Words

As a young child when hearing an insult, you may have resorted to saying “Sticks and Stones may break my bones but words can never hurt me.” We know that really isn’t true. We sometimes interpret words in such a way that we are offended by them even in circumstances where the person who said them did not mean to hurt us. Relationships between siblings, parent and child, spouses, employer and employee, co-workers, friends, etc. have broken down because of spoken or written words (and even the lack of them).

“Choose your words carefully” is an admonition given when dealing with sensitive issues or awkward situations. This caution takes into account the feelings of the audience who may be in an emotionally vulnerable situation (e.g. someone who has just been diagnosed with a serious illness or someone who has just suffered a loss). Why shouldn’t this caution apply to every single word we speak or write each day to any and everyone? If we adhere to the cardinal rule of “do unto others as you would have them do unto you” we won’t go wrong.
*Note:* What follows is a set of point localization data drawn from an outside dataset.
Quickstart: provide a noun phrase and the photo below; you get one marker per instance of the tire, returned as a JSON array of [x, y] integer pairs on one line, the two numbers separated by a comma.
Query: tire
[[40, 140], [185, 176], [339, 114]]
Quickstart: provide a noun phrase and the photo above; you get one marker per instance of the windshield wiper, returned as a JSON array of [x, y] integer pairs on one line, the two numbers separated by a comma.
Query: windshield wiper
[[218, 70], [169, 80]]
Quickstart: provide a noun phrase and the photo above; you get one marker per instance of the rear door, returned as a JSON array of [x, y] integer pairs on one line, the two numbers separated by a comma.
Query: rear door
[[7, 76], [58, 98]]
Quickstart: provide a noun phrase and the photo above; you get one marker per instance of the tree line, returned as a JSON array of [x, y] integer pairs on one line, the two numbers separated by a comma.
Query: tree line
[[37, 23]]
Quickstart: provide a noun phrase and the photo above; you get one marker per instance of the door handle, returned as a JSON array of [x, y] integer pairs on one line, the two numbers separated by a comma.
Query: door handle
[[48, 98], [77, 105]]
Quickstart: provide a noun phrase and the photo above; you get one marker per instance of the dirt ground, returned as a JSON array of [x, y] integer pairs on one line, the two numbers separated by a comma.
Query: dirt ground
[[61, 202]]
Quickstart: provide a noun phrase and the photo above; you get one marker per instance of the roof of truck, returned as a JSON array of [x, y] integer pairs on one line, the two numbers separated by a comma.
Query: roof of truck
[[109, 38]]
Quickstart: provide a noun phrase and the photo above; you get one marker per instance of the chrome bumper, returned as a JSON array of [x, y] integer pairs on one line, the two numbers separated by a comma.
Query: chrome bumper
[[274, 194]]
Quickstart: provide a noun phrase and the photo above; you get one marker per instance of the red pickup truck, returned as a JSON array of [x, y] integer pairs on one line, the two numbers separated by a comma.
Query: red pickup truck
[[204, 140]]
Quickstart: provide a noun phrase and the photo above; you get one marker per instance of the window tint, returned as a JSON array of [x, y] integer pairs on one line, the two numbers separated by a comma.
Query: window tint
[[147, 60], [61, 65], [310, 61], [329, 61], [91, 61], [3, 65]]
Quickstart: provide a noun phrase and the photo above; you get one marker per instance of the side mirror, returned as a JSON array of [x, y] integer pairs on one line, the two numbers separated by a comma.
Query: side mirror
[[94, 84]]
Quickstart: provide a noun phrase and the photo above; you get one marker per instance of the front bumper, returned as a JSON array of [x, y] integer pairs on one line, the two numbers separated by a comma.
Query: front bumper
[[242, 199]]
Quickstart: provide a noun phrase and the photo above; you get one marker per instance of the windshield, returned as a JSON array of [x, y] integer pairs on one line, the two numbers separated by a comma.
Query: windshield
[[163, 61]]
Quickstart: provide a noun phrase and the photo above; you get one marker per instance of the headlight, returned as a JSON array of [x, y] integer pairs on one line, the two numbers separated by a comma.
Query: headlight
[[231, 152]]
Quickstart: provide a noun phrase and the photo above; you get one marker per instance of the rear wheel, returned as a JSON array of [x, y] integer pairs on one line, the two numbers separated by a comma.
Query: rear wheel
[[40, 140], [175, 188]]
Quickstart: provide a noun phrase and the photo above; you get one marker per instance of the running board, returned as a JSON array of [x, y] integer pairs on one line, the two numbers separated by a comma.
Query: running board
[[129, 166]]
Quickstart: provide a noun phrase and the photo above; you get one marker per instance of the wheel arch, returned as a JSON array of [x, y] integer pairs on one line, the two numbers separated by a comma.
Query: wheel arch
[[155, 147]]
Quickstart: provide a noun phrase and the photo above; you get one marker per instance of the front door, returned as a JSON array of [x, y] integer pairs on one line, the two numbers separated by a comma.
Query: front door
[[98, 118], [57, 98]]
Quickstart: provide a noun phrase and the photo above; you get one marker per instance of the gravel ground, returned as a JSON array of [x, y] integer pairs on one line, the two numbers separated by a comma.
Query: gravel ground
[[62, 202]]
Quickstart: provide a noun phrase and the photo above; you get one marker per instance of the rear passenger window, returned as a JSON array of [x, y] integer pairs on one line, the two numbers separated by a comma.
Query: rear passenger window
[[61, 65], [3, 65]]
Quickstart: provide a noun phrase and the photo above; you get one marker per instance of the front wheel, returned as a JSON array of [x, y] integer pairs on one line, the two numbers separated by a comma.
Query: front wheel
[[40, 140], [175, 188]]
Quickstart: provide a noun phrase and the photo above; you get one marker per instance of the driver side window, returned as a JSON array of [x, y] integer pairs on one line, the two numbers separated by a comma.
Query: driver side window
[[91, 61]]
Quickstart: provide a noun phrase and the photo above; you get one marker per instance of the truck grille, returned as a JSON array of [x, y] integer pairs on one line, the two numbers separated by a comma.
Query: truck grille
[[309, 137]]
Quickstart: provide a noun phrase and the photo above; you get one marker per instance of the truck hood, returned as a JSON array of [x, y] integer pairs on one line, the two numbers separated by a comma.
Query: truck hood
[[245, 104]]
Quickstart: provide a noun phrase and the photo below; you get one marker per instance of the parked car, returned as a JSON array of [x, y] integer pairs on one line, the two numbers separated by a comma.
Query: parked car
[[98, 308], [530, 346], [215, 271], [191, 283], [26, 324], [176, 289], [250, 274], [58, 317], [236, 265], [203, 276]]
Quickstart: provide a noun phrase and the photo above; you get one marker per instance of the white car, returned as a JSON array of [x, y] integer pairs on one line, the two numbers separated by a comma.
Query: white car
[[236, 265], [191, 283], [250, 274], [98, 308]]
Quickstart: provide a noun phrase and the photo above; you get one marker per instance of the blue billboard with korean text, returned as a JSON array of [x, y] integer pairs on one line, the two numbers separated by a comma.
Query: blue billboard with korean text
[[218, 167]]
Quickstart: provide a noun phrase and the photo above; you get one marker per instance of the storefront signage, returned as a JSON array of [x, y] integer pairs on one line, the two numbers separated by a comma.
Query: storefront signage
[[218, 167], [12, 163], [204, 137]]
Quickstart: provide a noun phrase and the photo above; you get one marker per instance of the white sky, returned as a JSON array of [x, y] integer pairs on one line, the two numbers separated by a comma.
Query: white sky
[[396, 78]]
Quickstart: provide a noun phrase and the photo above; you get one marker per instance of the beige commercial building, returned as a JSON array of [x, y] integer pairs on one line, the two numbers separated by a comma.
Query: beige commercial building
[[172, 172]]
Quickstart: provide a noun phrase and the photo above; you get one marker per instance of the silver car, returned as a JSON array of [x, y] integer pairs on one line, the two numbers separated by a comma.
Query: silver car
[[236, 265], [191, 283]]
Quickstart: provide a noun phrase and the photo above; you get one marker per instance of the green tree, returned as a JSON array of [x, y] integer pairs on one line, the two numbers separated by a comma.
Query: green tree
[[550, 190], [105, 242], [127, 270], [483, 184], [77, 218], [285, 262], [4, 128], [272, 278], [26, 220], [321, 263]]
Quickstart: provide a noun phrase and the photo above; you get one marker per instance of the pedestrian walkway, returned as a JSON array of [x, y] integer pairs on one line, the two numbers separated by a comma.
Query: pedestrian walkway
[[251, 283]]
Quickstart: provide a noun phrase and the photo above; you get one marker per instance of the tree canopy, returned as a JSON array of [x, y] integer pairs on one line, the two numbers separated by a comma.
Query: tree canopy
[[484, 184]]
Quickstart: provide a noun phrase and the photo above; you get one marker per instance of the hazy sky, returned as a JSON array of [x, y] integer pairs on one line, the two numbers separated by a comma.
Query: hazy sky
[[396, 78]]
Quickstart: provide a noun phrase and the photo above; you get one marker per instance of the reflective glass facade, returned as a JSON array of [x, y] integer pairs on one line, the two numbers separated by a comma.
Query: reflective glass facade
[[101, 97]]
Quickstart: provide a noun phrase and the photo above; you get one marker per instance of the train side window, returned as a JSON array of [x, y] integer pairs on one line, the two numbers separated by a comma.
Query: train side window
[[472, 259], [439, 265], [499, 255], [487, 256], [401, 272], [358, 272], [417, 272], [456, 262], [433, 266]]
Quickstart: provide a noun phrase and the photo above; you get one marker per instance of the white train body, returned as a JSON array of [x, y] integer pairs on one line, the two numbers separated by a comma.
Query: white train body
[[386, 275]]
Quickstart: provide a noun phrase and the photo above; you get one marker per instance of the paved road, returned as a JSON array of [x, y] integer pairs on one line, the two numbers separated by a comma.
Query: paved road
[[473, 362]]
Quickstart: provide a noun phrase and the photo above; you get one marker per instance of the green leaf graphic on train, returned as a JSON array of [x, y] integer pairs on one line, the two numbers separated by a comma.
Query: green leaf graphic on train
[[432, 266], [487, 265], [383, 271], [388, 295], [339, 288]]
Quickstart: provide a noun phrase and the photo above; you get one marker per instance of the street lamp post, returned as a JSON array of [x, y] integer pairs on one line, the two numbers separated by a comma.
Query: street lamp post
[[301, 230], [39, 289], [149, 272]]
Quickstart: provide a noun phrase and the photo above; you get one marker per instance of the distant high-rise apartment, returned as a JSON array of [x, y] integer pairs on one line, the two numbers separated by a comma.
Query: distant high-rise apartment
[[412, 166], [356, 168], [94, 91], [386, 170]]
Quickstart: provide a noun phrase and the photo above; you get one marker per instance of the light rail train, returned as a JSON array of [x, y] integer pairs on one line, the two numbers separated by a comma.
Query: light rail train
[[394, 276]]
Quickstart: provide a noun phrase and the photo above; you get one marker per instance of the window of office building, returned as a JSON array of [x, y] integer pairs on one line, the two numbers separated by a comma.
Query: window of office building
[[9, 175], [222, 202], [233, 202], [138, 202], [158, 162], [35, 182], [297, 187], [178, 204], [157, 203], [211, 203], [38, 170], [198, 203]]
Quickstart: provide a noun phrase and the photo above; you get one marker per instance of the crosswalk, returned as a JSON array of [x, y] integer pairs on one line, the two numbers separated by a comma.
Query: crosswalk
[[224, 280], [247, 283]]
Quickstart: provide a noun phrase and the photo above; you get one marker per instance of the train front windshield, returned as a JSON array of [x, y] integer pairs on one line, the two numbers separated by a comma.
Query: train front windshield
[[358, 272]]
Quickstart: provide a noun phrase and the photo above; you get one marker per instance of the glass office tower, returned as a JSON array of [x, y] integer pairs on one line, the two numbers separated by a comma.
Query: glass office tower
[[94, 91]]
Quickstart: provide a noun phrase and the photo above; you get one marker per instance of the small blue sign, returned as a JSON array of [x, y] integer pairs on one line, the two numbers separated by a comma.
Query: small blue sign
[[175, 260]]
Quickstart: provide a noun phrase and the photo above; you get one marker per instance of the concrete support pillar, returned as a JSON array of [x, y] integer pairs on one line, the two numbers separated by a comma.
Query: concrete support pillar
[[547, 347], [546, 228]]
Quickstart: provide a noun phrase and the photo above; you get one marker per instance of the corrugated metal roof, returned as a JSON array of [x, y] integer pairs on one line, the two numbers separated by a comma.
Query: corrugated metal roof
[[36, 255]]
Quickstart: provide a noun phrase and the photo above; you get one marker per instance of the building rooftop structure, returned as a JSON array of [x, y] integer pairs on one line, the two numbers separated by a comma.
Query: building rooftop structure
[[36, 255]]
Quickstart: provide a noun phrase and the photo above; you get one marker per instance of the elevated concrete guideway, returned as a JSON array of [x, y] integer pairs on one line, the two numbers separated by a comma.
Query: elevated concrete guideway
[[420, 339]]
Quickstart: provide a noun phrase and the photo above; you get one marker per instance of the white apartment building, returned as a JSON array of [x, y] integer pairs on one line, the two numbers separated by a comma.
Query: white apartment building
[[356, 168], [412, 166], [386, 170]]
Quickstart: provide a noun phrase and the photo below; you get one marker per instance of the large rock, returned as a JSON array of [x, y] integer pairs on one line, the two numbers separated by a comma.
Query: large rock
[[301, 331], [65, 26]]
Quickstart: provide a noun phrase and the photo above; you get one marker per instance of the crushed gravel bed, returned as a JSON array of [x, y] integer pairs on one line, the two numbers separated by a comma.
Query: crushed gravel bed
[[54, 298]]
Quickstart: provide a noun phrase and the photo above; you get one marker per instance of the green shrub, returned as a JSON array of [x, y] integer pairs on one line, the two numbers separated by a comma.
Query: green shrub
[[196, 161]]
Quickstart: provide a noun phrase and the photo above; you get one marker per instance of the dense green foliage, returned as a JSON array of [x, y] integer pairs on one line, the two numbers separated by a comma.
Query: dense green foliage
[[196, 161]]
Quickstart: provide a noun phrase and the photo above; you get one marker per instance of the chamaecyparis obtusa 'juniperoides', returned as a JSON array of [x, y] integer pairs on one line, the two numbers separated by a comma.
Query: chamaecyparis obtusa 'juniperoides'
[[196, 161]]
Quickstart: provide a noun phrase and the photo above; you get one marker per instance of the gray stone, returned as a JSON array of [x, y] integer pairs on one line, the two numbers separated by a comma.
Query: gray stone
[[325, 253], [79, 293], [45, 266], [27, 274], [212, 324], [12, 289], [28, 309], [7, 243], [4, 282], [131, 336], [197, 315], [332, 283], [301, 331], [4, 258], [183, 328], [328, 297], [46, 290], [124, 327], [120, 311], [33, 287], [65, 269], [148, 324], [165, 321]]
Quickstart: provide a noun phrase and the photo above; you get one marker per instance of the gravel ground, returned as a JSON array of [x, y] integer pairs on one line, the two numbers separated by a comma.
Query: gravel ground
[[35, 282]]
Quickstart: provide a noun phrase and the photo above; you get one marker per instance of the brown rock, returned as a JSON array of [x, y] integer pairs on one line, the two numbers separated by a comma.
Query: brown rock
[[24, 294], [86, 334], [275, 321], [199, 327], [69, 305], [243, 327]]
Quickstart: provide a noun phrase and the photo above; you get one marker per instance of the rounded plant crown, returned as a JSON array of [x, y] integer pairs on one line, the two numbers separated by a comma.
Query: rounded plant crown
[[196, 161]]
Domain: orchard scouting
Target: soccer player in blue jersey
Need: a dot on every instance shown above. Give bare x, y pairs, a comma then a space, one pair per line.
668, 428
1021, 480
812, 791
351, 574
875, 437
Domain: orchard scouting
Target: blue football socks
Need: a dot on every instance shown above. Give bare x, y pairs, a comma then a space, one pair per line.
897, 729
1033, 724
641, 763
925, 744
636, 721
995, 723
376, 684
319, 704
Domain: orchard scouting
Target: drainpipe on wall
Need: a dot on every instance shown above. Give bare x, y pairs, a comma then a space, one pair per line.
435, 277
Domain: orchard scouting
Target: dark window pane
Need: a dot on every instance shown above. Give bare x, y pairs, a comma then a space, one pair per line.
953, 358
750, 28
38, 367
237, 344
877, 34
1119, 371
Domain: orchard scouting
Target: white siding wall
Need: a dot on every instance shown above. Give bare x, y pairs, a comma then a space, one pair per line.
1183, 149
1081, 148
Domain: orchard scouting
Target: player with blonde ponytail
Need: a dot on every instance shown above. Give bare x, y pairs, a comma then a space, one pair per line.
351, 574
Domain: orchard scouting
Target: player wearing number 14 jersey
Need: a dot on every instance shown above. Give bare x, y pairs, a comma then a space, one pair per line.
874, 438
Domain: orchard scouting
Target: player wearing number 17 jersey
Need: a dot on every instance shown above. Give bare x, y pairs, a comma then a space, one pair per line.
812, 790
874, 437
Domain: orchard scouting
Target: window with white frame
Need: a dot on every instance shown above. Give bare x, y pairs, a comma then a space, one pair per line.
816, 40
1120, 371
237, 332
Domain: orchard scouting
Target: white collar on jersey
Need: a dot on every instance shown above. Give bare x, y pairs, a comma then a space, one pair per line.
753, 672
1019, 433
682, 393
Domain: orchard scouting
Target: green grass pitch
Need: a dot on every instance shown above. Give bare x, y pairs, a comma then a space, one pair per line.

Just as words can be hurtful, they can also be uplifting. Take time to let others know you appreciate them. If you try consciously, you will find it easier to compliment even someone you may not like. For instance, compliment the clothes they are wearing or say “you look very happy today, that’s nice.” If that individual is usually grumpy, it may encourage her to be happy more often. Of course, be sincere, don’t say it if you don’t mean it. You will never know the impact you will have on the person you have expressed your appreciation of and you could be the only person who was nice to him that day.

Words can be your tool. Send a written note or card to those you want to keep in touch with on special occasions to let them know you remembered, or for no reason at all except to say you thought of them.

Make it a daily habit to be joyful and express your joy using words.